9. I once spent New Year's Eve in a wetsuit. I'd gone to the party in a black dress that was a little too tight (too many holiday cookies) and when I went to sit down, the dress ripped up the back completely. Can we all say, mortified? The problem was, my friends were moving out of their house-everything was packed and on a truck-and there was nothing I could put on . . . but a wetsuit that they still had tacked to the wall. I spent the rest of the party maneuvering through throngs of people feeling like a giant squid.

10. I got married in Florence, Italy. My husband and I were in love but totally broke, so we eloped and got married in Italy, where he was going on a business trip. We had to pull a guy off the street to be our witness. It was incredibly romantic. Florence is still one of my favorite cities in the world.

11. I often write in longhand and type it into the computer later, editing as I go. Sitting in my favorite coffeehouse with a new notebook and a hot cup of java is my idea of heaven.

12. I'm related to Davy Crockett on my mom's side. Honest.

13. I grew up doing theatre and spent a long time as a playwright. I still think very visually when I write.

14. Some of my favorite movies of all time (subject to change when I think of other movies I love) are All About Eve, Brazil, Blade Runner, Spinal Tap, Citizen Kane, Harold & Maude, To Kill a Mockingbird, Singin' in the Rain, and probably a million more that I can't think of right now. I have never made it through The Wizard of Oz without crying. Not once.

15. Naming my favorite books feels like naming a favorite child-impossible. But here's my list of some Y.A. books I love as of 4:03pm today. Tithe by Holly Black. To Kill a Mockingbird by Harper Lee. Catcher in the Rye by J. D. Salinger. Lord of the Flies by William Golding. 33 Snowfish by Adam Rapp. Whale Talk by Chris Crutcher. Blood and Chocolate by Annette Curtis Klause. The Bell Jar by Sylvia Plath (not really Y.A. but I read it when I was 16 and it rocked my world). Speak by Laurie Halse Anderson. Here's what's on my nightstand to read: The First Part Last by Angela Johnson. Acceleration by Graham McNamee. The Literary Opus of Daniel Elam by Daniel Elam. By the Time You Finish this Book You Might Be Dead by Aaron Zimmerman.
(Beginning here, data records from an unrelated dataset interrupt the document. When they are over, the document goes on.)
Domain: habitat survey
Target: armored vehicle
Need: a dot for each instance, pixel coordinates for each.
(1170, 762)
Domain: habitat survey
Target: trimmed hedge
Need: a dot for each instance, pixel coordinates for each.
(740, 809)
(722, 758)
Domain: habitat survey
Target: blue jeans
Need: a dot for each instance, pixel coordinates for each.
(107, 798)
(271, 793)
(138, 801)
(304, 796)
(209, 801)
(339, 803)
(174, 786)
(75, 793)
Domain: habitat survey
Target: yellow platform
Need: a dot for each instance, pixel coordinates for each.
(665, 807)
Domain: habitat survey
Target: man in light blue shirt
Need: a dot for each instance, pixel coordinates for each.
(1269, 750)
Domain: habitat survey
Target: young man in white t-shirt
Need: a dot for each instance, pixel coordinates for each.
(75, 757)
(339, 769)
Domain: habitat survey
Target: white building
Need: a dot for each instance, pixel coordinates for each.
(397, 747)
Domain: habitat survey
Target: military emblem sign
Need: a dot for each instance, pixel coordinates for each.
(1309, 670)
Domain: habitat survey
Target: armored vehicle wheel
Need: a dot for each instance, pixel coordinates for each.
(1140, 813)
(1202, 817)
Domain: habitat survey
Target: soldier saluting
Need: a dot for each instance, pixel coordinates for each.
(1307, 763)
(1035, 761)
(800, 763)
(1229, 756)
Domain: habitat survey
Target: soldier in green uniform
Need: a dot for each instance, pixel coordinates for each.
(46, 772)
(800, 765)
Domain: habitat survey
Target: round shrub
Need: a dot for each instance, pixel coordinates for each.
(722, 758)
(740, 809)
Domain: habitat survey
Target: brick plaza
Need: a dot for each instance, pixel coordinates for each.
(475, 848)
16. I love to be scared. Not "hey, I think I smell smoke . . ." scared, but creepy, paranoid, what's-that-out-there-in-the-dark, ghost story scared. It's no surprise that I was the girl who got invited to the slumber parties because I could be counted on to tell a tale to scare the bejesus out of you.
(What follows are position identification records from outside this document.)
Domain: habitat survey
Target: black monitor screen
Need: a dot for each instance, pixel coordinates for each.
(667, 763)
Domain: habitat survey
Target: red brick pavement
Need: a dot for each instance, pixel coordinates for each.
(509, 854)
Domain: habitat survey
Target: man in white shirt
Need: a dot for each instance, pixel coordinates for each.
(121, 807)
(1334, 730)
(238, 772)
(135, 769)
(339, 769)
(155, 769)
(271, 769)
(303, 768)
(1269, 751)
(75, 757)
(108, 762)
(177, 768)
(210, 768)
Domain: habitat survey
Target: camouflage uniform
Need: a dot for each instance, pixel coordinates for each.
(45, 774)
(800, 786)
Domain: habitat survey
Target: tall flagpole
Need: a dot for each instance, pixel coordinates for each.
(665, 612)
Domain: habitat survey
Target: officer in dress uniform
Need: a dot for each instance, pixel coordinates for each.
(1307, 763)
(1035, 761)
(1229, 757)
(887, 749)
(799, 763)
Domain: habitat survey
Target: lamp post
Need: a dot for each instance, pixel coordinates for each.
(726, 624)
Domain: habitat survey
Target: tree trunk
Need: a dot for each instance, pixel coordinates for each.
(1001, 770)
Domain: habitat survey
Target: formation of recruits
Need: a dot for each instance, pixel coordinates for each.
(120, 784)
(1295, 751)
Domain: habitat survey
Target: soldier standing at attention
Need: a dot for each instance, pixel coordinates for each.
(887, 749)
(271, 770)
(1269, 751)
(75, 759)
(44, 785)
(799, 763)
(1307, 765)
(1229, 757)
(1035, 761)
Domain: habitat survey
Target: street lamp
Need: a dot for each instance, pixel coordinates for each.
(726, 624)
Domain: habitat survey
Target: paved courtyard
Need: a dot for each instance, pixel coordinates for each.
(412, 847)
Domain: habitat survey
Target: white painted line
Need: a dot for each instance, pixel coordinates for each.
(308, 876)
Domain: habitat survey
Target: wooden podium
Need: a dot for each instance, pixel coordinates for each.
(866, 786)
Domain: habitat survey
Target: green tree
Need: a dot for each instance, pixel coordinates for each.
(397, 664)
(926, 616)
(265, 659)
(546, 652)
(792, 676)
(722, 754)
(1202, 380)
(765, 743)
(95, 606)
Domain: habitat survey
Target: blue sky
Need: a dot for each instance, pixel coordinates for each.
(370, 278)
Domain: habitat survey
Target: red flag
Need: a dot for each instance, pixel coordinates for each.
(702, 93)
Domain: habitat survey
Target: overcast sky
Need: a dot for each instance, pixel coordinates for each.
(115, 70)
17. In homage to a book I just read entitled, FIVE MEN WHO BROKE MY HEART, I submit: The first boy who broke my heart (age 6) didn't want to sit next to me because I'd wet my pants in reading circle once and he thought I was gross. Damn my small bladder! The second boy who broke my heart (age 16) was a drummer with a band (the start of a trend, folks...) and he threw me over for a really cool chick I couldn't even bring myself to hate. The third boy who broke my heart (ages 20--24, ay yi yi . . .) was a strapping hunk of bodaciousness with the mind of Einstein. We had the exact same birthday, same year and everything. So the time he forgot to wish me a happy birthday was kind of the beginning of the end, I think. The fourth boy who broke my heart (age 25) was also a drummer. I had to stop with the drummers. The fifth boy . . . well, I married him, and if he breaks my heart, I'm going to burn all his favorite, rare import punk vinyl in the middle of the living room, so he's been warned.

18. I'm one of those people who has to write. If I don't write, I feel itchy and depressed and cranky. So everybody's glad when I write and stop complaining already.
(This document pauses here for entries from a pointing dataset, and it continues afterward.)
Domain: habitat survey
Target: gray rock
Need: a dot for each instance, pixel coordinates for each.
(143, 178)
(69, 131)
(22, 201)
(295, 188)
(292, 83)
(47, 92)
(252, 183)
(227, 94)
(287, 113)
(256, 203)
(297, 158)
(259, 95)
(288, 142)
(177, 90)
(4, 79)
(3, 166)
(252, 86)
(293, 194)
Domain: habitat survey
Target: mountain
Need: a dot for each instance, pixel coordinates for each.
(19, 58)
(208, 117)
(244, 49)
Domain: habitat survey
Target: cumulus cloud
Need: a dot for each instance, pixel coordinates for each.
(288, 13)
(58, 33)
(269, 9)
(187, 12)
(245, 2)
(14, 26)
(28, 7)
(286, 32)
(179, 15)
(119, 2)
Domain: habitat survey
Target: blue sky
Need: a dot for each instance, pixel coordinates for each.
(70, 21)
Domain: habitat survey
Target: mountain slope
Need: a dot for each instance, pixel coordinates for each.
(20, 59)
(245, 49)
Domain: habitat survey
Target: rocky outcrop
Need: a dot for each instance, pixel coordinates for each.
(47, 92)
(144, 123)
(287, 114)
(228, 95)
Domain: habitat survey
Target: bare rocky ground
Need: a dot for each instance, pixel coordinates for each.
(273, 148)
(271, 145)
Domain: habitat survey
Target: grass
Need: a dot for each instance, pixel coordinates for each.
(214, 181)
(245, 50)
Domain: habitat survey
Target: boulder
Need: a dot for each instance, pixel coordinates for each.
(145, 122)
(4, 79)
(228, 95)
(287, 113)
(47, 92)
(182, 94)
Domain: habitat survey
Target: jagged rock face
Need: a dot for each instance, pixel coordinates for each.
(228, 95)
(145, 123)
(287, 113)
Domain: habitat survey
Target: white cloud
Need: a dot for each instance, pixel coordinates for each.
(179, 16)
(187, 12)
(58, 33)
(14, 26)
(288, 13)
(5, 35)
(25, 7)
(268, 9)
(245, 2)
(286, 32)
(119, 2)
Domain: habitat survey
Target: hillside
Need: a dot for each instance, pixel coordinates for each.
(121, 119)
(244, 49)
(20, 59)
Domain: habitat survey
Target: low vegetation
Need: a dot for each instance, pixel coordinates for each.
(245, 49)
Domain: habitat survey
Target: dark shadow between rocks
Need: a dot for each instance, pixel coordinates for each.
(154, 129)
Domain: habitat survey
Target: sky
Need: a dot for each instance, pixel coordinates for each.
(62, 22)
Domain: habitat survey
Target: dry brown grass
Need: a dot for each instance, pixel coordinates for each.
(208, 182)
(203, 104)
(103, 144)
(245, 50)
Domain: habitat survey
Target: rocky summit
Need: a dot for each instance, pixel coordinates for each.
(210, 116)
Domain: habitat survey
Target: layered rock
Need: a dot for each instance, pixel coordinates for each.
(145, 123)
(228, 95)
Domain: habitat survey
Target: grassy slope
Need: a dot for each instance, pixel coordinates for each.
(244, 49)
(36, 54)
19. My Pennsylvania Dutch great-great-great grandmother was supposedly a psychic who could see and speak to the dead. Sort of a witch, I guess. Her husband was an undertaker, and she would have these visions of someone bringing in a string of a particular size (people were measured for their coffins in this way) and it would come true. Creepy stuff, but fascinating.

20. If I were stuck on a deserted island, the five indispensable CDs I'd take would be London Calling by the Clash, Quadrophenia by The Who, Aretha Franklin's Greatest Hits, To Venus and Back by Tori Amos, and Elvis Costello's Greatest Hits.

21. I hate doughnuts. Weird but true.